Be Nice to the assistants

As an agent's assistant, and the reader of all slush, can you do me a favor? Can you do a post about NOT calling agents? For some reason I've gotten way more calls lately, and it's driving me crazy. I'm about to start messing up the phone messages because of the pc screening...they try all these little tricks to get to my boss, who bites my head off if I let them through.

Also, as long as you're taking requests, can you do an "assistants are good people" post? I'm tired of authors trying to "get past" the assistant, and I wish they understood that my boss, at least, doesn't see a manuscript until I've read it and decided to pass it on to him. Trying to get right to him without going through me guarantees that I'll reject.

Don't call a literary agency for anything other than fact verification. Example "Is Miss Snark alive and well and taking written queries"; "is your mailing address still 666 Rue de La Snark"; "do you prefer a twenty dollar bill or two tens"?

Don't call to ask what kind of query they want.
Don't call to introduce yourself and let them know you've sent a query.
Don't call to ask why your query was rejected.

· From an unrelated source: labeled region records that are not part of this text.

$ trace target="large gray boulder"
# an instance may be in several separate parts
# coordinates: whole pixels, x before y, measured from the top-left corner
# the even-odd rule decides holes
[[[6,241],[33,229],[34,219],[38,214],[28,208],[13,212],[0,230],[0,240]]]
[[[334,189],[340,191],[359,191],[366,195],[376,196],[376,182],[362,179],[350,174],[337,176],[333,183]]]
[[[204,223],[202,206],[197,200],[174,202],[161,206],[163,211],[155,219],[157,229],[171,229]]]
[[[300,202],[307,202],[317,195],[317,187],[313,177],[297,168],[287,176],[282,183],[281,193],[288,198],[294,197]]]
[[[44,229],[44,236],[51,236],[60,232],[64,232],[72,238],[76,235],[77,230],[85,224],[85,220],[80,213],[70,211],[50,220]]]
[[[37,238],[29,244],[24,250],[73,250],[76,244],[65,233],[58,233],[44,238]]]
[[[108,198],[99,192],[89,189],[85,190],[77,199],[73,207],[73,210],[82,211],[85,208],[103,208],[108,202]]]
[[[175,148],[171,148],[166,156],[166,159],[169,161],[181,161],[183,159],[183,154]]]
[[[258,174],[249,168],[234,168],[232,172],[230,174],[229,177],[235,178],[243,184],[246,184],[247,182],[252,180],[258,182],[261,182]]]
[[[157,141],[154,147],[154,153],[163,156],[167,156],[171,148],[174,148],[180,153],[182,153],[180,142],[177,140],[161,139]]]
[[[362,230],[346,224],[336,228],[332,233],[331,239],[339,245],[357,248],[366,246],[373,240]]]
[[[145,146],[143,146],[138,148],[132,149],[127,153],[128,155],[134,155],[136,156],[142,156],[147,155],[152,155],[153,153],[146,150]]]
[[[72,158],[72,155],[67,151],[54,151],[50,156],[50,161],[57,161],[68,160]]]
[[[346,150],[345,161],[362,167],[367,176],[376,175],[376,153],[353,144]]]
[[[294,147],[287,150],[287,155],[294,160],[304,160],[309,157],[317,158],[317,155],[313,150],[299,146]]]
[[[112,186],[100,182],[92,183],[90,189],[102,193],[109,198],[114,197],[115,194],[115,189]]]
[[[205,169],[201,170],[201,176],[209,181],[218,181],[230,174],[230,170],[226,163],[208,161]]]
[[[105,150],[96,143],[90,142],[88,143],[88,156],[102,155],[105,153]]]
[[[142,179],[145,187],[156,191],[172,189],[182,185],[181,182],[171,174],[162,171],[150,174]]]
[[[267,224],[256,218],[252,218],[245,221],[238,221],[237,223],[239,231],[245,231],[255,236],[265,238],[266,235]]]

Don't call. Don't call. Don't call.

If you see some nitwit in the comment column say "I called and it worked out" DO NOT CALL.
You are not the exception to this rule.

And be nice to the person who answers the phone. In a busy agency that person is the one who'll see your work. If you are a condescending nitwit, you will be rejected with great pleasure.

There are lots of ways to shoot yourself in the font. At least let your writing be the reason someone says no.


Talia Mana, Centre for Emotional Well-Being said...

Is this from 'the rejecter' or is their some voodoo telepathy going on? The Rejecter has a v similar post on her blog today...

Adding to my to do list:
- become best friends with literary agent assistants
- brown nose to a celeb to endorse my book

Bina said...

There is only one time that you can and should call.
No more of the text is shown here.